Während seines Besuchs in Helsinki letzte Woche hatte Morawiecki der finnischen Ministerpräsidentin Sanna Marin versprochen, dass er mit Viktor Orban die noch ausstehende Ratifizierung des finnischen und schwedischen NATO-Beitrittsgesuchs durch Ungarn besprechen werde.

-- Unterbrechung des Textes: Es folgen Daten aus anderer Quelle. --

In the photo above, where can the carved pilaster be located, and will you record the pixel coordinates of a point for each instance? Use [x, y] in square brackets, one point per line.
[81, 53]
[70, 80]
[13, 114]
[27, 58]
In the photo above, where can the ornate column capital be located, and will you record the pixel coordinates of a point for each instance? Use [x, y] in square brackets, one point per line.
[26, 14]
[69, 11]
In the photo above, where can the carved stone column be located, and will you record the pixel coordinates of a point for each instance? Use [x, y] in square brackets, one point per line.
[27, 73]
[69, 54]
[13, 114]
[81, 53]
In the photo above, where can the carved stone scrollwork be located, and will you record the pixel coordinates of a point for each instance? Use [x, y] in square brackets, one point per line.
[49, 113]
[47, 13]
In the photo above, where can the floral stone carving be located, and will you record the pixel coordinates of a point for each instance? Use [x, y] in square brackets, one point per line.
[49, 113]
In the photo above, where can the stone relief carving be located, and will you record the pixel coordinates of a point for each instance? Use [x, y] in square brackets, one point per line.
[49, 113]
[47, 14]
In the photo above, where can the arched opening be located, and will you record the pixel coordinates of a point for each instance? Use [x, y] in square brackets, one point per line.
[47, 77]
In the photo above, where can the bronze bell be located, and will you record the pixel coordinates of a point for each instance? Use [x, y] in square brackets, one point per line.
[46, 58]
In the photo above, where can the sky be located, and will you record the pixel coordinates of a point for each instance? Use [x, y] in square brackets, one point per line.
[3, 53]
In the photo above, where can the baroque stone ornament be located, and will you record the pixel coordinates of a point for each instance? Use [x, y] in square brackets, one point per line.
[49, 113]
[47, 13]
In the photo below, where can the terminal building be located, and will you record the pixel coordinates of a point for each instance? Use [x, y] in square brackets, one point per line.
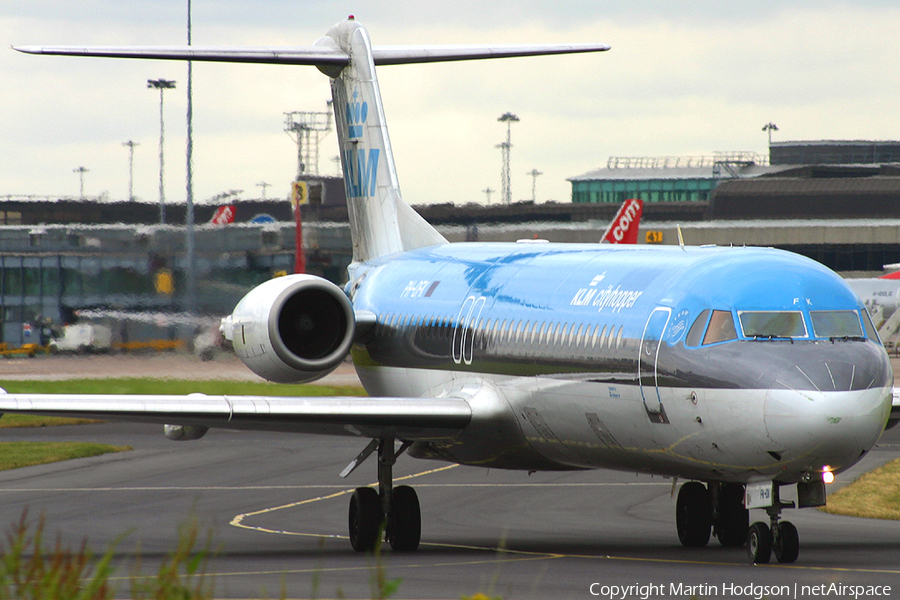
[837, 202]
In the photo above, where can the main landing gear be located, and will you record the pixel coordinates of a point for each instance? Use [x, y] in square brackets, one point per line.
[718, 509]
[391, 513]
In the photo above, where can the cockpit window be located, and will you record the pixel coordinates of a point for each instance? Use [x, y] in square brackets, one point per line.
[871, 333]
[772, 324]
[836, 323]
[721, 328]
[695, 334]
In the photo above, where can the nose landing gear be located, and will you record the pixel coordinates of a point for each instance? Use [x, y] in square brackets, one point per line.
[779, 538]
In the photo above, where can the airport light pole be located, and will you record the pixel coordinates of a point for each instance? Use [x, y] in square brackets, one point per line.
[506, 190]
[534, 173]
[81, 171]
[130, 145]
[161, 85]
[770, 127]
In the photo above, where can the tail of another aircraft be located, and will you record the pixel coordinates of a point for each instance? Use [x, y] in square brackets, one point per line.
[624, 226]
[381, 222]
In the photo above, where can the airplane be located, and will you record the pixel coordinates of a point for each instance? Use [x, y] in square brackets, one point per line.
[743, 371]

Er erklärte nun, er sei mit Orbán übereingekommen, dass Ungarn den NATO-Beitritt der beiden Länder Anfang 2023 ratifizieren werde.

Während der Pressekonferenz nach dem Treffen bestätigte der ungarische Premierminister, dass das Parlament über den Beitritt der beiden nordischen Länder zur transatlantischen Allianz während der ersten Frühjahrssitzung im nächsten Jahr abstimmen werden.

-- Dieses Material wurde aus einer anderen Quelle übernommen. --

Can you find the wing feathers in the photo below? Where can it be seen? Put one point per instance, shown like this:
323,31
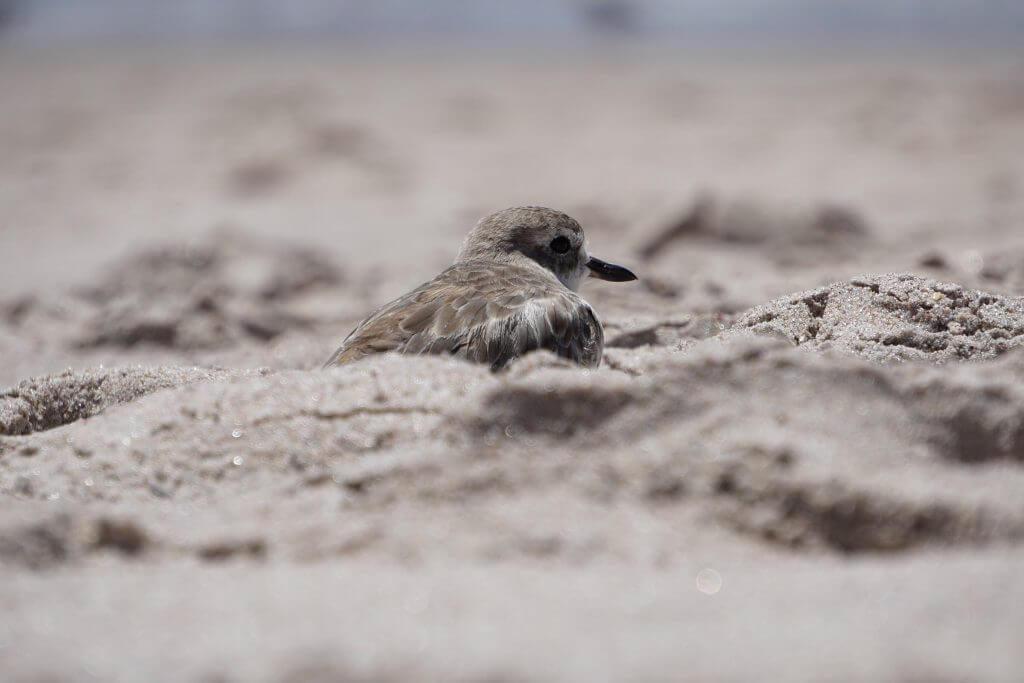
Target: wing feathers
472,313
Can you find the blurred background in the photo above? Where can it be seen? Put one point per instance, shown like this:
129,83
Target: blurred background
732,152
469,20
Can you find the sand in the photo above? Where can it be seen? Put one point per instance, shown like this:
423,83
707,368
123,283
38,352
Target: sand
802,460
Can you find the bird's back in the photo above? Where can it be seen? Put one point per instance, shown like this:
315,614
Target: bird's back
482,311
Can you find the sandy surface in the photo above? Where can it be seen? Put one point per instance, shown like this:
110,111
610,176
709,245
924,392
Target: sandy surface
802,460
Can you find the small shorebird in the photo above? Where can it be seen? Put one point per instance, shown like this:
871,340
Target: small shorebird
511,290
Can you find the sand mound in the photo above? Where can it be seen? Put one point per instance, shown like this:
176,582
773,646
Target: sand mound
50,401
896,317
754,222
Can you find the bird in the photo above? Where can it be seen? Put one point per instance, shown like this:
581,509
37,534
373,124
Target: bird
511,290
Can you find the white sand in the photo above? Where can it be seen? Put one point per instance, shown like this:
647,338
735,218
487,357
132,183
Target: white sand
792,466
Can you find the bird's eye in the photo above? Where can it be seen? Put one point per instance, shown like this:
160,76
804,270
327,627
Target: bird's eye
560,245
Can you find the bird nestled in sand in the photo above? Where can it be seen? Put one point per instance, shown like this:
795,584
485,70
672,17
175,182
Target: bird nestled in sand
512,290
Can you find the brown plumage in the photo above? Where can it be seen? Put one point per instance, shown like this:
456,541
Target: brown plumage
511,291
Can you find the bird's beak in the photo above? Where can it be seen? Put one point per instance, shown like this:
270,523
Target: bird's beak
609,271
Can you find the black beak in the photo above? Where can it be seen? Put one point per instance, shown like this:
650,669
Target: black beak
609,271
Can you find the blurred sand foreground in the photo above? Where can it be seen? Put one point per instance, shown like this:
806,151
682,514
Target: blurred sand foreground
791,466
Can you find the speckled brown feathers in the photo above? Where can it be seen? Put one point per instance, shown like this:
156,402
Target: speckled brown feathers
506,296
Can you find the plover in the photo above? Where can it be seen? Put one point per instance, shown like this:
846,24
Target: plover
511,290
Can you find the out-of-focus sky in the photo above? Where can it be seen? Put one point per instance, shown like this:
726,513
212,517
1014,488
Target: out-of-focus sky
666,20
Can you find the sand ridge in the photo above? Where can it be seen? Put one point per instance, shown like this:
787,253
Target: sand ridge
801,460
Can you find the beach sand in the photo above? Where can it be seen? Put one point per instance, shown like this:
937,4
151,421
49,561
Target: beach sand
802,459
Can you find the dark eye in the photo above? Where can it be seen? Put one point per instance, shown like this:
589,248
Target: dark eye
560,245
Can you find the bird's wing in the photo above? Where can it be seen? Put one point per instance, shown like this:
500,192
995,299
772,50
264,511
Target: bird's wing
483,314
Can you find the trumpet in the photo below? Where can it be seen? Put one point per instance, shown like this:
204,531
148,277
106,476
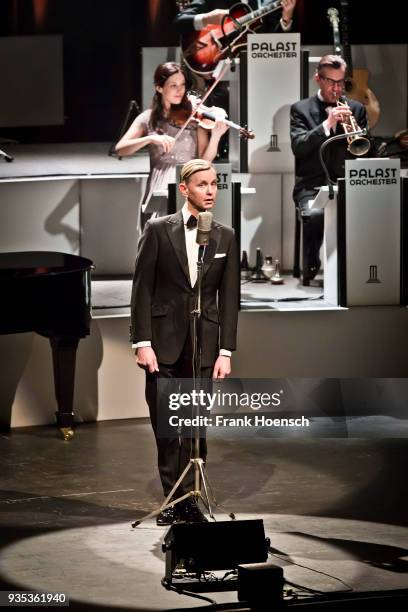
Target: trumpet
357,145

Orbán bteonte auch, dass die Notwendigkeit, Migrant:innen aus dem Süden zu stoppen, auch für Ungarn eine schwere Last darstelle.

Letzte Woche unterzeichneten Serbien, Ungarn und Österreich eine Absichtserklärung über die Unterbindung der Einreise von Migrant:innen in die Union abseits der Außengrenzen der EU.

Orbán sagte, dass dieses Dreierbündnis in Zukunft versuchen werde, Migrant:innen an der mazedonisch-serbischen Grenze aufzuhalten und dass er seine V4-Kollegen um finanzielle Unterstützung für diesen Zweck gebeten habe.

„Ich habe eine positive Antwort erhalten, daher werde ich dem serbischen Präsidenten und dem österreichischen Bundeskanzler beim nächsten Dreier-Treffen in Wien vorschlagen, dass wir die Angebote der Tschechischen Republik, der Slowakei und Polens zum Schutz unserer Südgrenzen annehmen“, schrieb er in den sozialen Medien.

Die Viségrad-Formation hatte vergangene Woche einen weiteren Schlag erlitten, nachdem das für diesen Freitag geplante Treffen der vier Parlamentschef:innen von den slowakischen Gastgebern abgesagt wurde, nachdem die tschechische Parlamentspräsidentin Markéta Pekarová Adamová und der tschechische Senatspräsident Miloš Vystrčil sich geweigert hatten, mit Ungarn an einem Tisch zu sitzen.

Ende März war die Slowakei, die derzeit die rotierende Präsidentschaft der Regionalgruppe innehat, bereits gezwungen gewesen, ein Treffen zwischen den Verteidigungsminister:innen der vier Länder abzusagen, nachdem Polen und Tschechien ihre Teilnahme zurückgezogen hatten.

Orbán wurde zudem kürzlich auch von hohen slowakischen Beamt:innen heftig kritisiert, weil er bei einem Fußballspiel einen Schal mit der historischen Landkarte Großungarns zur Schau trug.

Auf die Frage, warum er sich mit einem solchen Schal fotografieren ließ, sagte Orbán nur: „Nehmen Sie es gelassen. Politik ist Politik, Fußball ist Fußball“. Daraufhin schenkte Heger Orbán auf dem Gipfel am Donnerstag einen neuen Schal mit dem slowakischen Nationalsymbol.

Der ungarische Premierminister ist auch mit anderen EU-Staats- und Regierungschef:innen uneins, was seine Reaktion auf Russlands Krieg gegen die Ukraine angeht, denn er unterhält nach wie vor politische und wirtschaftliche Beziehungen zu Moskau.